Closed hellonewman closed 2 years ago
Here's the current status of the work, at least on my end:
We can talk about this stuff more at the meeting tomorrow.
Another possibility is to convert my R script to a python script, which obviously would likely work better with Pytest. Since the work we're doing with data merges isn't terribly sophisticated, and Python can quite easily perform those data management actions (up to and including using a pseudo-R library to perform them), I think it's worth contemplating.
@maxachis and @cgmoreno to see if there's an R testing framework that could be used instead of PyTest.
Pull #69 adds the "Testtthat" R unit testing framework, along with a Github action to perform it.
So we now have a system where Python scripts can be tested with Pytest, and R scripts with Testthat.
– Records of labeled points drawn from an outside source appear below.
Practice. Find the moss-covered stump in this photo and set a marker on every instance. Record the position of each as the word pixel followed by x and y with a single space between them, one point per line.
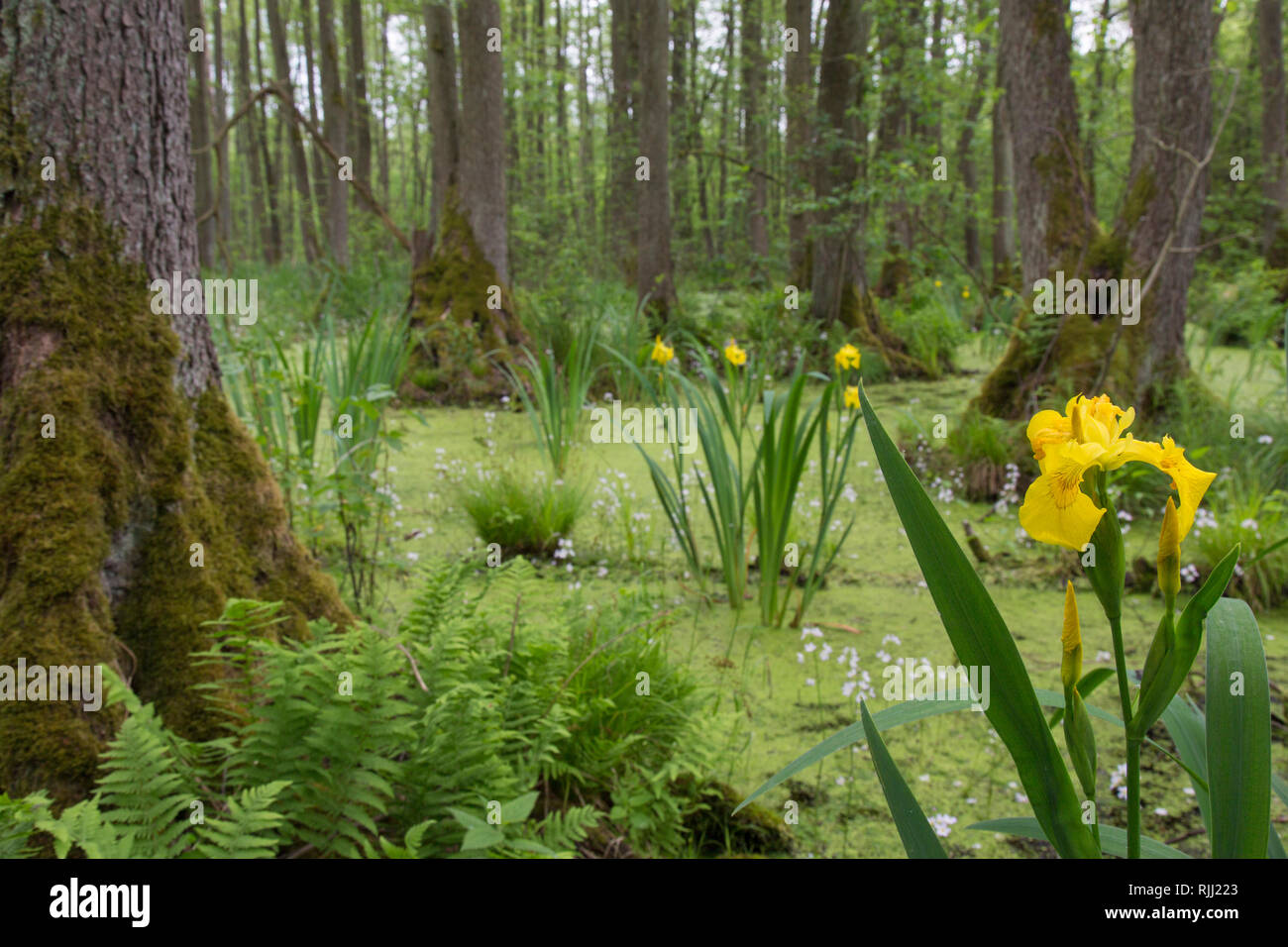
pixel 716 830
pixel 462 317
pixel 1054 356
pixel 110 475
pixel 861 315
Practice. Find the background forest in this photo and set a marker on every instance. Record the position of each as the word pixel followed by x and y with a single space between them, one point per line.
pixel 365 577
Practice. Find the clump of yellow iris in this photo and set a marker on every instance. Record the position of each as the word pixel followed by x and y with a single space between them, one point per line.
pixel 662 354
pixel 1091 433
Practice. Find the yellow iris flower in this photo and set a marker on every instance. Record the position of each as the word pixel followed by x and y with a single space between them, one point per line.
pixel 848 357
pixel 1090 433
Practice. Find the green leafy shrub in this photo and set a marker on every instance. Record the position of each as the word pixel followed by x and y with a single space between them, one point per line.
pixel 407 744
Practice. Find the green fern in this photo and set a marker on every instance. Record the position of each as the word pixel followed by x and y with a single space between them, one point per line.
pixel 252 828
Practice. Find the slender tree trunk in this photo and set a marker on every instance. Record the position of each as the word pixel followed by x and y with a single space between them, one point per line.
pixel 1274 153
pixel 360 114
pixel 382 145
pixel 299 159
pixel 1171 111
pixel 259 114
pixel 836 272
pixel 200 118
pixel 1085 350
pixel 321 189
pixel 1098 86
pixel 587 120
pixel 900 34
pixel 681 206
pixel 799 77
pixel 224 231
pixel 248 137
pixel 754 94
pixel 1004 193
pixel 443 108
pixel 121 458
pixel 335 129
pixel 621 221
pixel 966 159
pixel 655 282
pixel 561 158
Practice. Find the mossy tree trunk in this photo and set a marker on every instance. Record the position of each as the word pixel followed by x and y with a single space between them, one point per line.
pixel 838 287
pixel 1153 240
pixel 462 311
pixel 120 451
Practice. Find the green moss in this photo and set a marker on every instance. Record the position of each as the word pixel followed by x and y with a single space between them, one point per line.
pixel 458 334
pixel 94 544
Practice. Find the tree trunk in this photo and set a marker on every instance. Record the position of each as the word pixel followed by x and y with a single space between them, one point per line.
pixel 443 110
pixel 360 114
pixel 836 273
pixel 200 118
pixel 1274 154
pixel 681 204
pixel 143 458
pixel 587 120
pixel 224 231
pixel 321 189
pixel 335 129
pixel 966 159
pixel 900 42
pixel 754 93
pixel 621 221
pixel 1172 116
pixel 799 77
pixel 460 303
pixel 248 136
pixel 299 161
pixel 259 114
pixel 1004 193
pixel 655 279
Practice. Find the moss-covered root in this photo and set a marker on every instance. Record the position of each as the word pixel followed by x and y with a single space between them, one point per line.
pixel 108 479
pixel 859 313
pixel 463 320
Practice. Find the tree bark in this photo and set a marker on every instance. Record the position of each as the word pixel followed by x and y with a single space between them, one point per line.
pixel 655 281
pixel 1172 118
pixel 200 118
pixel 335 129
pixel 299 159
pixel 621 221
pixel 754 129
pixel 1274 153
pixel 1057 355
pixel 1004 195
pixel 799 77
pixel 273 250
pixel 443 110
pixel 146 458
pixel 360 115
pixel 460 303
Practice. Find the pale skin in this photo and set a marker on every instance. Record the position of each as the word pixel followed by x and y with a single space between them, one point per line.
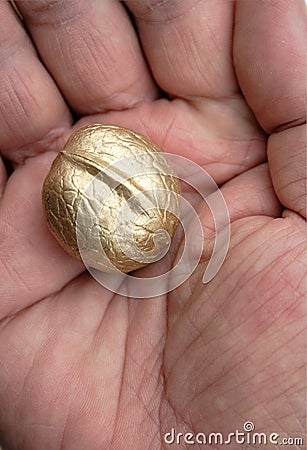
pixel 82 368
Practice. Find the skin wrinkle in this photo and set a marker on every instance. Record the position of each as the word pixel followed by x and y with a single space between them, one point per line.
pixel 155 6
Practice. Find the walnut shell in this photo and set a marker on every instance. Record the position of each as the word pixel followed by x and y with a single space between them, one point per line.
pixel 121 230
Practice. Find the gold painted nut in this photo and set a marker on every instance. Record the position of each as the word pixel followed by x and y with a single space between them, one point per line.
pixel 119 229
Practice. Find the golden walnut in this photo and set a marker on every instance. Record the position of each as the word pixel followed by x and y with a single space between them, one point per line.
pixel 112 196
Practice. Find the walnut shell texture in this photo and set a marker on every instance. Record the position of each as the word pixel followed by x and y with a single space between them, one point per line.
pixel 94 150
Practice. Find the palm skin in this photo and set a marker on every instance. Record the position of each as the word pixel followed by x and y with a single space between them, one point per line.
pixel 83 368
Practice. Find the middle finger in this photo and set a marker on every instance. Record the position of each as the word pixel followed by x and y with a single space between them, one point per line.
pixel 91 50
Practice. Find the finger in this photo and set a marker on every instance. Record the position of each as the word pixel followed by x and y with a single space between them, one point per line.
pixel 270 52
pixel 3 177
pixel 269 55
pixel 224 148
pixel 33 114
pixel 91 50
pixel 287 158
pixel 188 45
pixel 32 264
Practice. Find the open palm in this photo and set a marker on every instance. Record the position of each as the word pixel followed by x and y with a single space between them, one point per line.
pixel 221 83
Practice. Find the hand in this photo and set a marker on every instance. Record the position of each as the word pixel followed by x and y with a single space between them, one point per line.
pixel 221 83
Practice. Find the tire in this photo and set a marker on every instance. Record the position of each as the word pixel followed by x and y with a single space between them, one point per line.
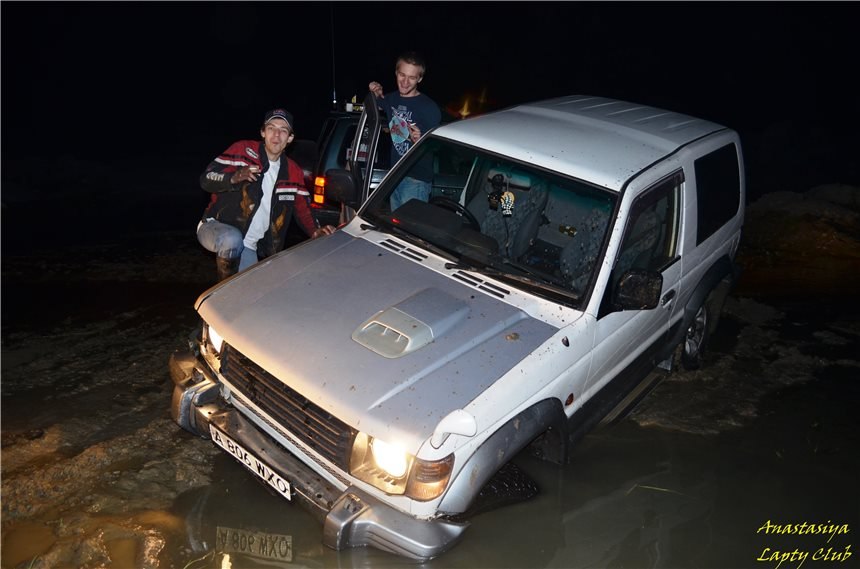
pixel 696 339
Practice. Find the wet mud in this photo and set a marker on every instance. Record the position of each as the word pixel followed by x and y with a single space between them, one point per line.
pixel 95 474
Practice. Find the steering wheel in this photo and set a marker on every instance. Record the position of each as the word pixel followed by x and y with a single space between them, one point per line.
pixel 458 208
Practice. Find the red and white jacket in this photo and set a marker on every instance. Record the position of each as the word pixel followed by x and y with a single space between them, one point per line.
pixel 236 204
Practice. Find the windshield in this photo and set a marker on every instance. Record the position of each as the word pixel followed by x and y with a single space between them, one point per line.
pixel 534 229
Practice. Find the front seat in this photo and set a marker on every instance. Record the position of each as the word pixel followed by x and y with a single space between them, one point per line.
pixel 514 222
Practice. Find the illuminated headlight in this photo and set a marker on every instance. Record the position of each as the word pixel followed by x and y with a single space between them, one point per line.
pixel 212 340
pixel 394 471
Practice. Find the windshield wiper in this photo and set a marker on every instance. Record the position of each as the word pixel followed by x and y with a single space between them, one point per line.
pixel 529 281
pixel 407 236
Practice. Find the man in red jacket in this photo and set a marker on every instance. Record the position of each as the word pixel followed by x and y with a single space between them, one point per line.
pixel 256 192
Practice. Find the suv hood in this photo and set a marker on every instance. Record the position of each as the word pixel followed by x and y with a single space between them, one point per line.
pixel 378 340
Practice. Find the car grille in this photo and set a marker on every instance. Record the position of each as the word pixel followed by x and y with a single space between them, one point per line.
pixel 317 429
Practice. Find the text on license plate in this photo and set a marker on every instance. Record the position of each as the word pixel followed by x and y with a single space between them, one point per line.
pixel 253 463
pixel 257 544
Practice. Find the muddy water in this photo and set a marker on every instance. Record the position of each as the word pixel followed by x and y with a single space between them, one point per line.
pixel 94 473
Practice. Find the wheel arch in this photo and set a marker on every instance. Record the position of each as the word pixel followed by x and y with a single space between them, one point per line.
pixel 722 273
pixel 498 449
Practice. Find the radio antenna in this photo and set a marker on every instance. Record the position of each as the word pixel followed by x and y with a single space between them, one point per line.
pixel 333 85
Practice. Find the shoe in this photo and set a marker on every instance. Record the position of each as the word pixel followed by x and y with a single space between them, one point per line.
pixel 226 267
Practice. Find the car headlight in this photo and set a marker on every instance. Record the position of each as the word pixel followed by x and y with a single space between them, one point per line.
pixel 212 340
pixel 394 471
I also added documentation on how to create and run tests.
One disadvantage with the Testthat automation compared to the Pytest automation is that it takes a bit longer for R to install the necessary packages for the R scripts--a few minutes, leading to an overall automation runtime of ~8 minutes, while pytest currently finishes in under a minute. I wouldn't be surprised if there's a way to speed that up, but I didn't find it in my search.
My next step is likely to modularize my merge_duplicates.R script so that it is more test-friendly. As is, it has hard-coded references to input and output file locations, which makes it difficult to swap in different inputs to test. Modularization should hopefully also make it easier to pipeline.
@conorotompkins will see if auto_text_process_name.R can be improved to catch more cases. Use data processed by auto_agg_clean_data.R from "food-data/Cleaned_data_files".
@hellonewman @cgmoreno what level of missingness are we willing to accept for "type"? it is at 20% missing right now.
@conorotompkins sorry I only replied in my head! 20% seems reasonable to me.
4/13: MAX and MATT to discuss whether machine learning can replace the need for unit testing.
To clarify, the machine learning is optimizing the duplication identification, not replacing it. So Unit testing still going on, and we can always add more tests.
To-Do List for Unit Tests:
We can always add more unit tests, but I think just giving some basic coverage to all the functions in our data flow would be a good idea.
Larry fixed!
We want to get the dedupe function as accurate as possible. @maxachis is working on some documentation for the tests. Anyone is welcome to work on testing!